Durant des années, mon sillon de vie professionnelle a été le soin, l’aide à aller mieux, à sortir de la souffrance. C’était là que je me sentais utile, attendue, reconnue. C’était facile, je savais faire et je réussissais. J’aimais mon travail, il me correspondait bien.

En évoluant dans ma vie personnelle, des changements se sont évidemment manifestés dans ma vie professionnelle. Mais il m’a fallu du temps, beaucoup de temps (ça se compte en mois, en années même), pour reconnaître ces changements. D’abord des sentiments d’insatisfaction et d’inconfort. Je tâtonnais, j’hésitais, je n’avais pas compris encore que j’avais simplement besoin de travailler autrement et de quitter les schémas appris pour aller vers mon propre modèle.

Le souci est que je ne voyais pas du tout quoi faire d’autre. Je me sentais tellement « faite pour ça » ! M’occuper de la souffrance était ma mission. 

Au gré de mes recherches, de mes errances, j’ai enfin compris que ce que j’aimais le plus n’était pas tant le traitement de la souffrance, mais l’aide à autrui pour mieux se comprendre, s’apprécier et décider pour sa vie. Et que cela ne devait pas forcément passer par le soin et encore moins par le sauvetage.

« On préfère toujours aller là où quelqu’un nous désire » (David Foenkinos). A cause de mon histoire, j’ai très longtemps cru que c’était à cet endroit du soin que j’étais désirée.

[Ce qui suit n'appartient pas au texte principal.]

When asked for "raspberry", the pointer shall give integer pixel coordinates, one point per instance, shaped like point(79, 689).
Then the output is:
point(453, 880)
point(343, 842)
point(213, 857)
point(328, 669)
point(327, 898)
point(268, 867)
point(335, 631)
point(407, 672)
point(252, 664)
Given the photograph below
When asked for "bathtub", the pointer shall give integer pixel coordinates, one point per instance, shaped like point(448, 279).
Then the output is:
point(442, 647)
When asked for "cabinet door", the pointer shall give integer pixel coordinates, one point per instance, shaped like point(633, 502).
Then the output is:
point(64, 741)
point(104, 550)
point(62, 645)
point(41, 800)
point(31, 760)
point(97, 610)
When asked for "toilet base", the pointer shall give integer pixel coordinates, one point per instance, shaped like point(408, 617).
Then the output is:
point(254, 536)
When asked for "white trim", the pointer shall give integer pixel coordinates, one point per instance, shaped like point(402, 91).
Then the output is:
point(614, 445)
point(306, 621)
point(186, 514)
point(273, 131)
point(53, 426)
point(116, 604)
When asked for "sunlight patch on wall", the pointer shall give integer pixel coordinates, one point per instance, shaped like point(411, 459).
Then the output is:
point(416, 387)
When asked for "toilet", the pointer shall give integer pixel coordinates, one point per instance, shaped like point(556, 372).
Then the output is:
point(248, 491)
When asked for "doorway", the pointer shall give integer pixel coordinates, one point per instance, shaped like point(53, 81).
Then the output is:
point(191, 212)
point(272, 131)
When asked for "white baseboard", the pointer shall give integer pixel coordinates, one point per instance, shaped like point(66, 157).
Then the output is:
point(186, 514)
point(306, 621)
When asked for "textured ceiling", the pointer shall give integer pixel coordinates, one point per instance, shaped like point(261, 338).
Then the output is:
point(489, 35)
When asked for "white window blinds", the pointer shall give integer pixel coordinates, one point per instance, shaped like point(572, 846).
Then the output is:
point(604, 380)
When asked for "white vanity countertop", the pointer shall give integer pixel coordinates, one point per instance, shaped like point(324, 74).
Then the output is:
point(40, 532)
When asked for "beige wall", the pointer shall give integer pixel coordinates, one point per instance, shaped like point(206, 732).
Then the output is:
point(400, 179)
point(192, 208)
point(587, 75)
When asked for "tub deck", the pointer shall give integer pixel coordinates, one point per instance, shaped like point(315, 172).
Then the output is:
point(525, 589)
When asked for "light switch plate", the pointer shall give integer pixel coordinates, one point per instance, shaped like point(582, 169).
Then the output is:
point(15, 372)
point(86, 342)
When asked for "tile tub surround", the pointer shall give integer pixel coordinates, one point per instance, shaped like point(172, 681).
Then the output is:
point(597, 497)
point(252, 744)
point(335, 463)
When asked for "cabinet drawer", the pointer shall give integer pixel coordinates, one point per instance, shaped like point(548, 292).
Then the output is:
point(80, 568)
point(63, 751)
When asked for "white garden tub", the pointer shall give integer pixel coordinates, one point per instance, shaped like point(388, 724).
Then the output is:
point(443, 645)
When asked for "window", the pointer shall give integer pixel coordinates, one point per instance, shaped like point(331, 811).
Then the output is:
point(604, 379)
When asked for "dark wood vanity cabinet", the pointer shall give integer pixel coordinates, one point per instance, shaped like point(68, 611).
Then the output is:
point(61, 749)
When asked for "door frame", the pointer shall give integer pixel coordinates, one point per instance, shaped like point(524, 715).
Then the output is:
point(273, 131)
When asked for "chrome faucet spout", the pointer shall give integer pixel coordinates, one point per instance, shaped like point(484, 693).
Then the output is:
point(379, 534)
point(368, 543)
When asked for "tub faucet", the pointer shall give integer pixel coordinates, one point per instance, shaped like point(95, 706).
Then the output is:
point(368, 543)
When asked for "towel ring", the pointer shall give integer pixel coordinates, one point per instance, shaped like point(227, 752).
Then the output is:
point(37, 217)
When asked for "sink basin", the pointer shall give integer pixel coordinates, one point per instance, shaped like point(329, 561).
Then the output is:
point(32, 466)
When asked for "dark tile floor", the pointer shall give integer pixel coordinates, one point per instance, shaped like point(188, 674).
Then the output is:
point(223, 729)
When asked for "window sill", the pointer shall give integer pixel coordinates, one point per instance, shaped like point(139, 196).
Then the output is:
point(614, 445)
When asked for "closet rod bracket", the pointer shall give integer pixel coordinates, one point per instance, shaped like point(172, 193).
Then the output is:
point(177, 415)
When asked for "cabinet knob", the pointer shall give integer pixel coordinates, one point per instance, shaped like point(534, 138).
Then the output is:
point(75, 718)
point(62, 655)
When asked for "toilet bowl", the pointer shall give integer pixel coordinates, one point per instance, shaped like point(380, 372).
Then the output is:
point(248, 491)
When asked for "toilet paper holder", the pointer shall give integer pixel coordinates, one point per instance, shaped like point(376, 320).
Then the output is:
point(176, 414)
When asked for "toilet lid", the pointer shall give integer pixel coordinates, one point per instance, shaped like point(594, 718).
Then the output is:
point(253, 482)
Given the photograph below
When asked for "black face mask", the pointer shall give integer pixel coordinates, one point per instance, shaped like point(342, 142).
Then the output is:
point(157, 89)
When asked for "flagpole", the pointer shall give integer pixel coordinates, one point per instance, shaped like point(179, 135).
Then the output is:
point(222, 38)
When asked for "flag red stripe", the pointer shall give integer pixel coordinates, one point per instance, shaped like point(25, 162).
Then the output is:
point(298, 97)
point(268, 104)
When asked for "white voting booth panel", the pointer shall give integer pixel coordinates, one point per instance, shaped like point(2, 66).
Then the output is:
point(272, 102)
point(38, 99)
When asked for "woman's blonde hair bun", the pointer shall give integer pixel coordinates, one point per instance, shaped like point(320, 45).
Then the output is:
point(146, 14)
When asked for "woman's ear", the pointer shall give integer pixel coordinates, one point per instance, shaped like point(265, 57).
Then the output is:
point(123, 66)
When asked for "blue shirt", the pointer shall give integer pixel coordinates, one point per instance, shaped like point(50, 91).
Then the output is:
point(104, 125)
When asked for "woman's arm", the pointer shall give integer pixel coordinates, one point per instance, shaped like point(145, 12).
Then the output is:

Il est temps à présent de sortir de ce sillon que je me suis tracée durant toutes ces années. J’ai compris que je peux être désirée ailleurs que dans la résolution des problèmes d’autrui. Je peux créer d’autres sillons. Mais d’abord il s’agit d’escalader la bordure de celui qui m’a été familier jusqu’à aujourd’hui.

La bordure est haute, le sillon profond. Il ressemble presque à une ornière. Je sens qu’il va me falloir un sacré coup de collier pour franchir le monticule qui me sépare du reste des possibles. Un coup de collier de légitimité, de confiance, d’audace.

Mais je sais maintenant que je peux être désirée ailleurs, dans la transmission par exemple. Devenir formatrice fait partie de ces nouveaux tracés de ma vie, avec la supervision, l’accompagnement à créer des vies qui nous ressemblent, le soutien au potentiel et aux projets de chacun.

A moi de choisir la trace, les traces que je veux faire apparaître et utiliser dans le territoire de ma vie. A moi de préférer aller là où je me désire.